Plaintiff alleges that Defendant had all of the relevant documents of
the trust, but he does not allege that, before 2020, he requested documents or
information about the sale and was rebuffed or dissuaded from pursuing in the
inquiry. In fact, Plaintiff does not
allege that he was prevented from investigating the issue in any way between
2016 (when he became the trustee) and 2020.
Nor does Plaintiff allege that he could not have performed the same
investigation in 2016 that he performed in 2020, when he became “curious.” Simply, Plaintiff does not allege facts
demonstrating that he, as trustee, had an “inability to have made earlier
discovery despite reasonable diligence.”
(Fox, supra, 35 Cal.4th at p. 808.)
Plaintiff
relies exclusively on the fact that the parties had a fiduciary
relationship. That is not enough. “Such a relationship compels a rule of
delayed accrual to avoid barring a victim of wrongful conduct from asserting a
cause of action before he could reasonably be expected to discovery its
existence.” (April Enterprises,
supra, 147 Cal.App.3d at p. 827.) The
existence of a fiduciary relationship may make it less likely or impossible for
a plaintiff to have discovered the fraud, but those facts must be alleged. The existence of a fiduciary relationship does
not excuse a plaintiff’s requirement to act with “reasonable diligence,” per
the California Supreme Court’s holding in Fox v. Ethicon Endo-Surgery, Inc.,
35 Cal.4th 797, and tolls the statute only to the point “he could reasonably be
expected to discover [the wrongful conduct’s] existence.”
Plaintiff
relies on Parsons v. Tickner (1995) 31 Cal.App.4th 1513, but that case
is distinguishable. In that case, when
Gram Parsons died, his managers (the defendants) falsely claimed that Parsons
had transferred his copyrights in exchange for a percentage of the income
generated by recording, production, and other uses of the songs. The defendants paid Parsons’ daughter (the
plaintiff) the purported royalties until she discovered years later that there
were no documents or agreements evidencing the transaction. The Second District held that the statute of
limitations had been tolled, but this decision was based on two factors not
present in the instant case. First, the
Second District noted that there is no evidence that the plaintiff “had any
duty or reason to inquire as to the veracity of [the defendants’]
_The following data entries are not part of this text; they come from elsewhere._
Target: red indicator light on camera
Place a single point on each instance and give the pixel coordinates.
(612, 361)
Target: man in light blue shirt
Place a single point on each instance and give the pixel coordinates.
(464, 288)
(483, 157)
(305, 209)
representations.” (Id., at p. 1527.) By contrast, Plaintiff was the trustee, who
has a fiduciary duty to manage the trust and recover wrongfully displaced
assets. Second, the Second District
noted that the defendants continued to make payments to the plaintiff—i.e.,
lulling payments—which acted as a fraudulent concealment. (Ibid.)
In the instant case, Plaintiff had a duty of inquiry when he became the trustee
in 2016, and there are no allegations that Defendant made any lulling payments
or did anything to conceal the alleged fraud.
In sum, Plaintiff
articulates no facts suggesting that his mother acted with reasonable diligence
when she became the trustee in 2012, or that Plaintiff acted with reasonable
diligence when he became the trustee in 2016.
Plaintiff articulates no facts suggesting that Defendant did anything to
dissuade or prevent Plaintiff’s mother or Plaintiff from learning the same
information he learned in 2020, which gave rise to this action. Essentially, Plaintiff’s interpretation of
the delayed discovery rule is that the mere existence of a fiduciary
duty—without anything more—tolls the statute of limitations in perpetuity until
a plaintiff becomes “curious.” The Court
is unwilling to adopt an interpretation of the rule that omits the requirement
for a plaintiff to act with “reasonable diligence.”
CONCLUSION AND ORDER
The Court
previously sustained Defendant’s demurrer.
Following written notice and opportunity to be heard, the Court now
orders as follows:
1. The
Court advances and vacates all dates.
2. The
Court orders that this case shall be dismissed with prejudice.
3. Defendant’s
counsel shall provide notice and file proof of such with the Court.